Авторы
предыдущая
статья

следующая
статья

27.07.2006 | Архив "Итогов" / Театр

Гамлет и другие

В Литве на международном фестивале LIFE самыми интересными были литовские спектакли

   

ПОСЛЕСЛОВИЕ ДЛЯ СТЕНГАЗЕТЫ Сейчас в Москве гастролирует Вильнюсский театр Римаса Туминаса. Один из главных хитов этих гастролей - спектакль по лермонтовской драме "Маскарад", поставленной девять лет назад. В связи с этими гастролями в рубрике "Архив "Итогов" мы публикуем статью о литовском фестивале LIFE  - первом фестивале, в программе которого  участвовал этот спектакль, потом объездивший весь мир. На том же фестивале был впервые показан легендарный "Гамлет" Някрошюса.

Фото: Дмитрий Матвеев

 Прежде на территории Советского Союза не было ни одного международного театрального фестиваля серьезного уровня. Уровень, то есть престижность, определяется составом участников и стоит дорого. Сейчас главным фестивалем  одной шестой суши  становится московский Чеховский, имеющий солидных экспертов и не жалеющий денег на то, чтобы приглашать спектакли самых крупных режиссеров и театров. Все заметнее становятся два новых фестиваля: санкт-петербургский "Балтийский дом" и вильнюсский LIFE ("Лайф").

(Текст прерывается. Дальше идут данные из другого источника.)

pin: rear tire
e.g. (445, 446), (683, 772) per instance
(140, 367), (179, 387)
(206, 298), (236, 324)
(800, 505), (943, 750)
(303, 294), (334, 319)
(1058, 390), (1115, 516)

В оргкомитете "Лайфа" вместе с его директором Рутой Ванагайте всего четыре человека, но кажется, что они подняли на ноги и заставили работать на себя всю Литву. Программа литовского фестиваля, как и везде, бывает более или менее удачна, но то, что здесь за четыре фестивальных года побывали Питер Брук, театр Complicite, компания Маги Марен, Карин Сапорта, мастерская Петра Фоменко, группа "Звуки Му" и ряд менее известных нам, но очень качественных коллективов, говорит о многом. И самое главное: многие четвертый раз подряд приезжают сюда специально, чтобы увидеть на открытии очередную премьеру Эймунтаса Някрошюса, ставшего фестивальным режиссером "Лайфа".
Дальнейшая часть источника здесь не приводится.